閉店日当日の八重洲ブックセンター本店
八重洲ブックセンター本店の最終営業日。一昨日に来たばかりだが、再びこの場所に来てしまった。本店ビル周囲の路上は、さすがに人で溢れている。
店内も満員だ。先ずは最上階に上り、階段を降りながら各フロアを見て回る。洋書コーナーには、かのレクラム文庫が残っている。幾分か値引きされているようだ。
日本近代文学の棚で、久生十蘭全集を発見する。今世紀になってから編纂された、国書刊行会版だ。非常に凝った装丁で、箱入りで、一冊の価格が一万円以上する。豪華本だ。
自分もかつて、ここ八重洲ブックセンターで、久生十蘭全集を買ったことを思い出す。前世紀のことである。版元は、今は亡き三一書房だ。現行の国書刊行会版ほどには高価ではなかったが、ティーンエイジャーの財布にとっては、決して優しくは無く、全巻揃えることは出来なかった。
付録の月報には、中井英夫か誰かのエッセイと共に、小品「骨仏」が収録されており、この文章は、私が人生で最初に読んだ、「純正の超短編」ではなかったかと思われる。純正の超短編というのは、SFや推理小説のような論理的な構成や、ショートショートのような明確な落ちが用意されたフィクションではないという意味においてである。
店内では、昔の関係者らしき人物同士が再開し、互いに歓声を上げている。いわゆる「久闊を叙す」だ。昔話に花を咲かせている。
人の数だけ、個人史があり、精神史、内面史がある。かつて、書籍は、人間の精神活動に、最も多大な影響を与えうる媒体であった。巨大書店は、その時代において、個々の内面史が交差し結節するターミナルであり、社会的なインフラとして機能していた。同時代を生きる人類の集合知、全体知が具現化した空間だった。客同士が直接言葉を交わすことは少ないとしても、そのような認識がどこかで共有されていた。そんな時代があったのだ。
今日が最後なので、何か本を買おう。何でも良い。
岩波文庫の棚から、なるべく新しそうなものを一冊探す。『曹操・曹丕・曹植詩文選』を拾う。

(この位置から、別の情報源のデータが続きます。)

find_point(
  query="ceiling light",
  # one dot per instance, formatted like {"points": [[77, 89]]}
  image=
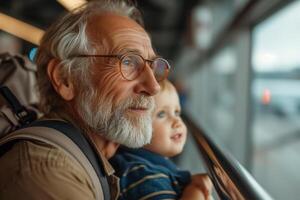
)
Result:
{"points": [[20, 29]]}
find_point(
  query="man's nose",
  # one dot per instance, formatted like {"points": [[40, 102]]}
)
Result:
{"points": [[148, 84]]}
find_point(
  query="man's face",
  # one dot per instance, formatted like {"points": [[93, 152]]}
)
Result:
{"points": [[117, 108]]}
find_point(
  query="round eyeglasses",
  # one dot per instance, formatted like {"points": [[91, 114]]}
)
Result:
{"points": [[132, 65]]}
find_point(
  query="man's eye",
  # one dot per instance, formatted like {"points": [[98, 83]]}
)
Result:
{"points": [[161, 114], [127, 62]]}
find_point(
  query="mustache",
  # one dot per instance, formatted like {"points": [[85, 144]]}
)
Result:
{"points": [[138, 102]]}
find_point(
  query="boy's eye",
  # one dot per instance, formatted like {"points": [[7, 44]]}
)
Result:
{"points": [[161, 114]]}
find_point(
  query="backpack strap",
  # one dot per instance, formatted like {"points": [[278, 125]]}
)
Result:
{"points": [[63, 135]]}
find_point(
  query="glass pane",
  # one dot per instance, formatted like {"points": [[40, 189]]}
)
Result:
{"points": [[276, 103]]}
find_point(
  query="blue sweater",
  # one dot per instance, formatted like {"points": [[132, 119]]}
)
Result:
{"points": [[147, 175]]}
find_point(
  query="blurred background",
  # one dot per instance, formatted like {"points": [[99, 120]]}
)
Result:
{"points": [[236, 65]]}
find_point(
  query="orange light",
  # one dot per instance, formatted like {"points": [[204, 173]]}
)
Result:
{"points": [[71, 4], [20, 29], [266, 97]]}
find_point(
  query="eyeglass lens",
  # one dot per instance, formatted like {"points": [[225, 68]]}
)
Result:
{"points": [[133, 65]]}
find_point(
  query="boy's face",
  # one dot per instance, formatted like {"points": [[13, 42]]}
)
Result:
{"points": [[169, 131]]}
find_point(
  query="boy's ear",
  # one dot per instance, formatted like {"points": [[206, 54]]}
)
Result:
{"points": [[64, 87]]}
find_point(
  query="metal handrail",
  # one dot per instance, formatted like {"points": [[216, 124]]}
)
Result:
{"points": [[230, 179]]}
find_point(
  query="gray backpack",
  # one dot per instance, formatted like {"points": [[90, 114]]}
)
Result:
{"points": [[18, 121]]}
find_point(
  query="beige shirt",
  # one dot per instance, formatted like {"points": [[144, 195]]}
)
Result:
{"points": [[35, 170]]}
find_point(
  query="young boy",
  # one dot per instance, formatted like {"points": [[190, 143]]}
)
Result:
{"points": [[147, 173]]}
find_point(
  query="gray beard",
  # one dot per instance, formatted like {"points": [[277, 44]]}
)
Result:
{"points": [[113, 123]]}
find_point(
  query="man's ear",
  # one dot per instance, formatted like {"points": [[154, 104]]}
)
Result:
{"points": [[64, 88]]}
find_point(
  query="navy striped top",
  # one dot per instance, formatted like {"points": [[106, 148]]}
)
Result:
{"points": [[147, 175]]}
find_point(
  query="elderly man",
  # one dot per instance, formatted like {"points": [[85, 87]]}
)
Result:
{"points": [[98, 71]]}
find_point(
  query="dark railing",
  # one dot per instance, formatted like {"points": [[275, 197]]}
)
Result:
{"points": [[230, 179]]}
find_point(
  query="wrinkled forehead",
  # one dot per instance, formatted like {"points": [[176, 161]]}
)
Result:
{"points": [[118, 33]]}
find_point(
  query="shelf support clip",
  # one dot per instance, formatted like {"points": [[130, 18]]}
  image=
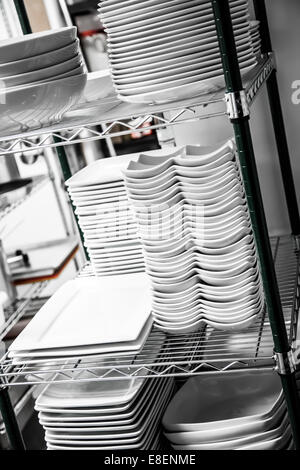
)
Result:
{"points": [[236, 104], [285, 363]]}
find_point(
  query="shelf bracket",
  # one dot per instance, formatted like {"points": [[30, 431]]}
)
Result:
{"points": [[285, 363], [236, 104]]}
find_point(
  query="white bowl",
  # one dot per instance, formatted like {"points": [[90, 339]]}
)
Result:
{"points": [[31, 45], [39, 105]]}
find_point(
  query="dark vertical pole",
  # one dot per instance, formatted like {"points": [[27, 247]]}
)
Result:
{"points": [[62, 156], [10, 420], [23, 17], [278, 122], [248, 165]]}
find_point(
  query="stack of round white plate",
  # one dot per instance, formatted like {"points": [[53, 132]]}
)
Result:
{"points": [[243, 411], [41, 77], [168, 50], [110, 415], [194, 225]]}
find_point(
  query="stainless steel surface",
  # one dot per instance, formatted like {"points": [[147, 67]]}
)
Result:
{"points": [[206, 351], [86, 116]]}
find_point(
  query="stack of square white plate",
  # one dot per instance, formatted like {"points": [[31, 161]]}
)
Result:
{"points": [[41, 75], [168, 50], [106, 217], [240, 411], [255, 37], [103, 317], [110, 415], [194, 225]]}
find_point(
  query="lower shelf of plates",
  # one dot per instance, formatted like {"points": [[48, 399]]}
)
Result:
{"points": [[206, 351]]}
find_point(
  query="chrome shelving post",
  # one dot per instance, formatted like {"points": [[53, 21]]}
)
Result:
{"points": [[239, 115], [278, 122], [61, 153]]}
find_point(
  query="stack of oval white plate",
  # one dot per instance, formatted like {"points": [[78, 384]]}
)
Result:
{"points": [[255, 37], [194, 225], [111, 415], [168, 50], [240, 411], [106, 217], [41, 77]]}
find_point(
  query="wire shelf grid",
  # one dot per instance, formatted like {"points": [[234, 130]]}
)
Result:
{"points": [[82, 123]]}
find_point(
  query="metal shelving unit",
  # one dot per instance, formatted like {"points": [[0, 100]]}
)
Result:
{"points": [[23, 307], [111, 110], [37, 184], [207, 351]]}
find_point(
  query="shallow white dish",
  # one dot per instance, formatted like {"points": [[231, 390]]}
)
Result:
{"points": [[255, 439], [44, 74], [41, 61], [206, 403], [36, 43], [103, 314]]}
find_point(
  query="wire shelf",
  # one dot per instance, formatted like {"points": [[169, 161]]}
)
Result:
{"points": [[80, 124], [29, 305], [37, 184], [206, 351]]}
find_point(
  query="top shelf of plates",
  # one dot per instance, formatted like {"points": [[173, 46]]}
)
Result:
{"points": [[84, 122]]}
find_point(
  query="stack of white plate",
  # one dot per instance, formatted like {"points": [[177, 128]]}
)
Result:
{"points": [[194, 225], [110, 316], [41, 75], [255, 37], [106, 217], [111, 415], [240, 411], [168, 50]]}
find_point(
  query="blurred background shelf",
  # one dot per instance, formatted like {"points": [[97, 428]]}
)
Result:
{"points": [[9, 201], [206, 351]]}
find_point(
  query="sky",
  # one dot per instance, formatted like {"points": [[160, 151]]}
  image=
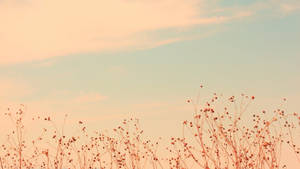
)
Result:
{"points": [[101, 61]]}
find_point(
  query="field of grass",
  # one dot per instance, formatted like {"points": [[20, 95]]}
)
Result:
{"points": [[227, 137]]}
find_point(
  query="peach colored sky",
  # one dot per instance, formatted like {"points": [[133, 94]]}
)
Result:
{"points": [[105, 60]]}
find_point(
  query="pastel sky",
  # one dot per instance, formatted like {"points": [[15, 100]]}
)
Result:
{"points": [[103, 60]]}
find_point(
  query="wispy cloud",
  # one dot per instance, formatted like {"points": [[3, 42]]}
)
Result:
{"points": [[36, 30]]}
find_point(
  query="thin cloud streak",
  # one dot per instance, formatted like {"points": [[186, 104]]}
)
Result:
{"points": [[37, 30]]}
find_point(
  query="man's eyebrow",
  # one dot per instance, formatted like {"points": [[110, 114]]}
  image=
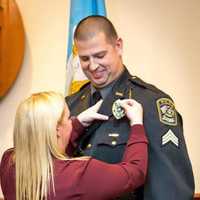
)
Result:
{"points": [[100, 52]]}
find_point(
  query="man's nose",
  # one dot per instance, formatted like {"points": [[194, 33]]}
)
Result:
{"points": [[92, 65]]}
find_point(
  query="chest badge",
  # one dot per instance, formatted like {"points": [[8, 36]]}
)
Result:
{"points": [[117, 110], [167, 111]]}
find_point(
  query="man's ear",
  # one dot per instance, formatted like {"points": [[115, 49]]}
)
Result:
{"points": [[119, 46]]}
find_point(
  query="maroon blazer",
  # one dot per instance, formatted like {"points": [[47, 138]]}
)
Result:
{"points": [[89, 179]]}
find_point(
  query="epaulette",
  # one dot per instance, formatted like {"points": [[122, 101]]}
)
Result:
{"points": [[84, 85], [137, 81]]}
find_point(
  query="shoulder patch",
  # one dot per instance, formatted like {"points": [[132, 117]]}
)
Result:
{"points": [[78, 85], [167, 111]]}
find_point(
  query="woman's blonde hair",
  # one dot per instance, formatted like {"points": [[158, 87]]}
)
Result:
{"points": [[35, 142]]}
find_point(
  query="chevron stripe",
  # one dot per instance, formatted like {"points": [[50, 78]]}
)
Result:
{"points": [[170, 137]]}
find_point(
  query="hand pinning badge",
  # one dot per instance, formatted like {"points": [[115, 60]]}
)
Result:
{"points": [[117, 110]]}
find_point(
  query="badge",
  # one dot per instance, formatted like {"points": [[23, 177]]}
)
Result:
{"points": [[170, 137], [117, 110], [167, 111]]}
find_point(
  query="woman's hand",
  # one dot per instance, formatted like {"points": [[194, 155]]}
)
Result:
{"points": [[88, 116], [133, 110]]}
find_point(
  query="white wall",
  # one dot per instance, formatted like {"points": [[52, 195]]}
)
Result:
{"points": [[161, 45], [46, 25]]}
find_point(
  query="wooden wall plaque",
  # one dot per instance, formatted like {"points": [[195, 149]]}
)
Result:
{"points": [[11, 44]]}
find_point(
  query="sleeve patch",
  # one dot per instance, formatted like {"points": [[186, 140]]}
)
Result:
{"points": [[167, 111]]}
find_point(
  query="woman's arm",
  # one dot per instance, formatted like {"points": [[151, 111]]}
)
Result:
{"points": [[104, 181]]}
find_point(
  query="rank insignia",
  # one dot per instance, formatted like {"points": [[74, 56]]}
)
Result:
{"points": [[167, 111], [170, 137], [117, 110]]}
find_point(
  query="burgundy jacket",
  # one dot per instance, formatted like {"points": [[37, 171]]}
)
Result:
{"points": [[89, 179]]}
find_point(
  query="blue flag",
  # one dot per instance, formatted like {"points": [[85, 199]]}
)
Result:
{"points": [[79, 9]]}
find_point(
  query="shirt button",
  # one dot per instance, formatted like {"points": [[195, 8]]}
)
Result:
{"points": [[89, 146], [114, 143]]}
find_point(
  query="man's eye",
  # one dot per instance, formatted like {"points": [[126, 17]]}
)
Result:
{"points": [[84, 58], [100, 56]]}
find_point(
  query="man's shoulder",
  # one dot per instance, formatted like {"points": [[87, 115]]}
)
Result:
{"points": [[142, 85]]}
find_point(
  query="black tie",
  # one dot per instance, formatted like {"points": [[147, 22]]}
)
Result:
{"points": [[95, 97]]}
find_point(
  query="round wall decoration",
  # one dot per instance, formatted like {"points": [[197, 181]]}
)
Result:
{"points": [[11, 44]]}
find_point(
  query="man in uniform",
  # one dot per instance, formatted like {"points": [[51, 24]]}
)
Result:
{"points": [[170, 174]]}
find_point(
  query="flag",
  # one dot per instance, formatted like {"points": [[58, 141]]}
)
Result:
{"points": [[79, 9]]}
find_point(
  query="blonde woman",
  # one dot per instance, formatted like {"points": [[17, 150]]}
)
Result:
{"points": [[38, 166]]}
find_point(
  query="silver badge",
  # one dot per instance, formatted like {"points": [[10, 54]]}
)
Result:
{"points": [[117, 110]]}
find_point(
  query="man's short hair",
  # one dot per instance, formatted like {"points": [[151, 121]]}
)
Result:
{"points": [[94, 24]]}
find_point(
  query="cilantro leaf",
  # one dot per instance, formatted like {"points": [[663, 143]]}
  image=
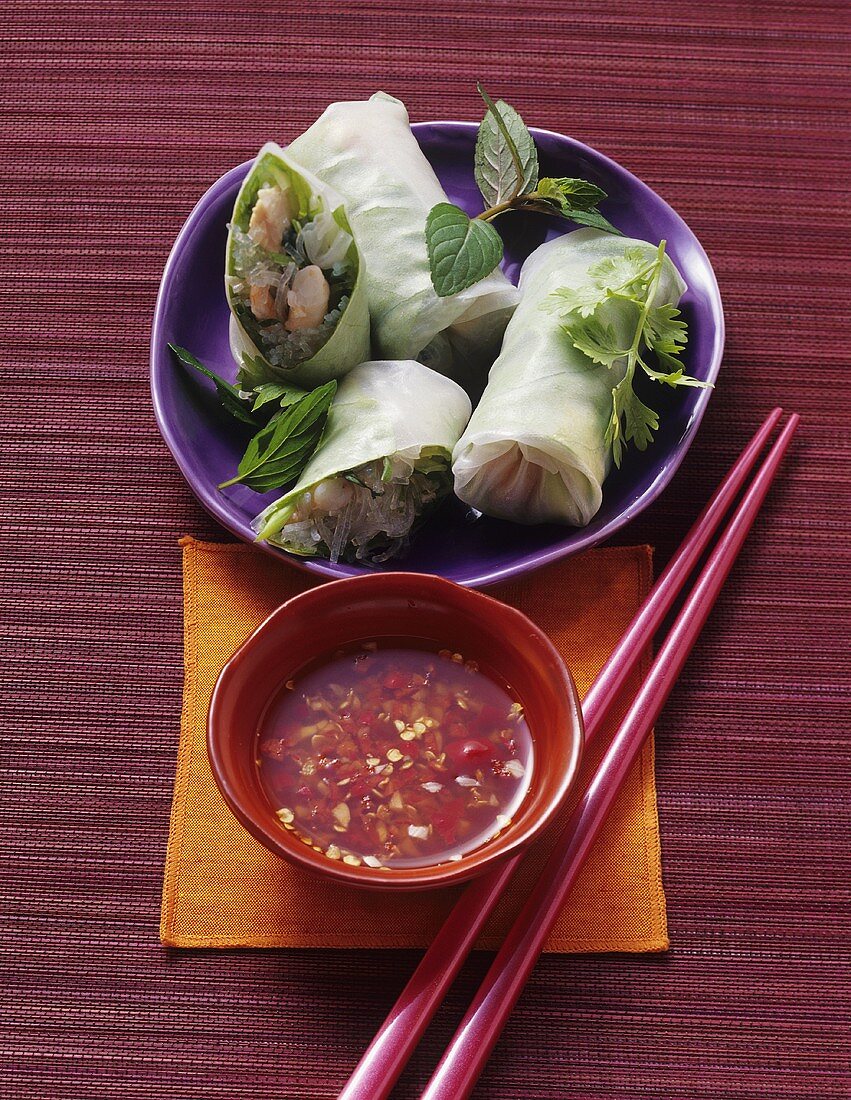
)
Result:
{"points": [[630, 281], [595, 339], [582, 299], [462, 250], [278, 392]]}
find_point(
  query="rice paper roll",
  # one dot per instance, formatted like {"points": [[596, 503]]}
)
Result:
{"points": [[534, 450], [382, 464], [367, 152], [294, 277]]}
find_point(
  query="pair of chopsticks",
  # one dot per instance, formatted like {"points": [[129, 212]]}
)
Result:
{"points": [[470, 1048]]}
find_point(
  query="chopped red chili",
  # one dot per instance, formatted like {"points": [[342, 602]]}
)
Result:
{"points": [[391, 756]]}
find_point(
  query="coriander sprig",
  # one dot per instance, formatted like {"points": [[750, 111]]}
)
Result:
{"points": [[463, 250], [659, 329]]}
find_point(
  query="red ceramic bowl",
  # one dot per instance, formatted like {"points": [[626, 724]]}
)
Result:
{"points": [[396, 605]]}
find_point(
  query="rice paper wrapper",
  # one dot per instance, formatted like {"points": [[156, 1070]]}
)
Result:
{"points": [[366, 151], [534, 450], [349, 343], [382, 408]]}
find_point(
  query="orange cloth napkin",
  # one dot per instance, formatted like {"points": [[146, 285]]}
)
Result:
{"points": [[223, 889]]}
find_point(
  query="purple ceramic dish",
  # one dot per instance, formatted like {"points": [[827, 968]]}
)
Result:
{"points": [[191, 311]]}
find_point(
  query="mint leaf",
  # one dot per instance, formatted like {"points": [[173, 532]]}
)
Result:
{"points": [[576, 199], [278, 453], [229, 395], [593, 218], [276, 392], [506, 160], [579, 194], [461, 250]]}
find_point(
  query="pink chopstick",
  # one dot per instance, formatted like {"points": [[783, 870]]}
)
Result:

次いで、この書店で最も売れたという一冊を、ベストセラーのコーナーから選ぶ。外山滋比古『思考の整理学』ちくま文庫だ。奥付を見ると、一九八六年刊。一二三刷。圧倒的だ。
レジに並ばなければならない。列は既に、店内を何度も折り返して一階フロア全体を埋め尽くし、店外に続いている。裏側の駐車場脇の路地を通り、ビルの周りを一周している。その列の要所要所に係員が立ち、整理・誘導に努めている。
時ならぬ高揚感・非日常感・一体感・イベント感がある。
列の最後尾を目指す。係員の指示に従い、並ぶ。
並びながらSNSを見る。現在参加中の、このブックセンターの殷賑も話題となって、実況されている。自分自身もまた、実況者の一人となる。
私のSNSのタイムライン上では、同時進行で、JR北海道の留萌本線の様子が伝えられている。不採算路線で、留萌~石狩沼田間が、今日をもって廃線となる。いわゆる葬式鉄だ。それらの駅においては、おそらく、この八重洲の街と同じような、時ならぬ喧噪が出現しているのだろう。それぞれの、三月三十一日の夜。
自分の前に並んでいた女性が、店員に記念写真の撮影を頼んでいる。自身の写真を撮ってもらうのかと思ったが、その店員の写真を撮りたいとのことだった。店員は希望に応じる。
金曜の夜だ。読書に余り縁の無さそうな酔客の一団が、一体何事かと係員に尋ねている。夜風が通る。
店の前の路上で、誰かがスピーチを始めた。この店と縁のある有名作家か、店側の偉い人だろう。誰なのかは確認できない。内容も良く聴こえない。しばらく話が続いた後、時ならぬ万雷の拍手が夜の中央区のオフィス街に起こる。
列は少しずつ進み、やっと店内に入る。会計が終了したのは二一時一一分。列に並び始めてから、およそ一時間かかった。
店外に出る。周囲には、名残惜しそうに記念撮影を続ける人々が、まだ何人も居る。これで本当にお別れだ。